But then you watch in frustration day after day as those earnings estimates - and the stock price - keep coming down... and down... and down. Soon you realize that you've just been cut by a falling knife.

Let's first discuss...

How to Avoid the Falling Knife Stocks

Step 1: Don't buy stocks with falling earnings estimates.

Step 2: Read step 1 again.

You see, no matter how "cheap" you think these stocks might look, the odds are strongly against you. But don't just stop there. Not only will earnings estimate revisions help you avoid those dreaded falling knives, it will provide you with an excellent timeliness indicator so you know precisely when to jump into a stock. By utilizing the power of earnings estimate revisions, you can become a much better value investor.

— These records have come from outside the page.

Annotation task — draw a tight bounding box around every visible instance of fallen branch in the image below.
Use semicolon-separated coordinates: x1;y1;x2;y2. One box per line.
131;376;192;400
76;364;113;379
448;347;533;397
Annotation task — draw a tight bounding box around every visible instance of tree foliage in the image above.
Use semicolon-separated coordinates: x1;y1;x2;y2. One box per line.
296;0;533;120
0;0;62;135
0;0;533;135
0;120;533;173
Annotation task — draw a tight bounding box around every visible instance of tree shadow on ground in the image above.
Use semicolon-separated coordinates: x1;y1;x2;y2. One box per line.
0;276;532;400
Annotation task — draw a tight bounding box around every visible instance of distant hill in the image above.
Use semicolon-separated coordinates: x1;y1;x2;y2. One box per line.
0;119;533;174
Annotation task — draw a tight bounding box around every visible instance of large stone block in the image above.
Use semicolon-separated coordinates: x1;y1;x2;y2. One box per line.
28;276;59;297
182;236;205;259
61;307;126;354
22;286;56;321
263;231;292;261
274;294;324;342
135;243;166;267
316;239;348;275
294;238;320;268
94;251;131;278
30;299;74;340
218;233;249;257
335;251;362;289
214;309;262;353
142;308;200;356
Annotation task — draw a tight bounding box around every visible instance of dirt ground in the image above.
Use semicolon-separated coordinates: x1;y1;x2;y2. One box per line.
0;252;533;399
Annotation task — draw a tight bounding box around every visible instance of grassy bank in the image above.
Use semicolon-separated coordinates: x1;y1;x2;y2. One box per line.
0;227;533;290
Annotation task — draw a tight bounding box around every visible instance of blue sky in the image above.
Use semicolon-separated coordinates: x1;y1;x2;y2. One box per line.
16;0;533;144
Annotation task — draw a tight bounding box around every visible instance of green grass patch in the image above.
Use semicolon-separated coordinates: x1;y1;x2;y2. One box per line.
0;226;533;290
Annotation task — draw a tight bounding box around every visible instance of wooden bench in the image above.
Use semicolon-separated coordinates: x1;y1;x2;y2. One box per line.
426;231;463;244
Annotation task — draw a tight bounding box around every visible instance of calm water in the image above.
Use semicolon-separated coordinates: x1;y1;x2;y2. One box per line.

The Power of Earnings Estimate Revisions

Our research here at Zacks has shown that earnings estimate revisions are the most powerful force impacting stock prices. Stocks with rising earnings estimates have significantly outperformed the market year after year, while stocks with falling earnings estimates have underperformed the market.

Why is this?

Think about what a stock represents: ownership in a business. And the intrinsic value of a business is the present value of all future earnings. So if earnings estimates rise, then the value of that business rises. On the other hand, if earnings estimates fall, then so does its intrinsic value.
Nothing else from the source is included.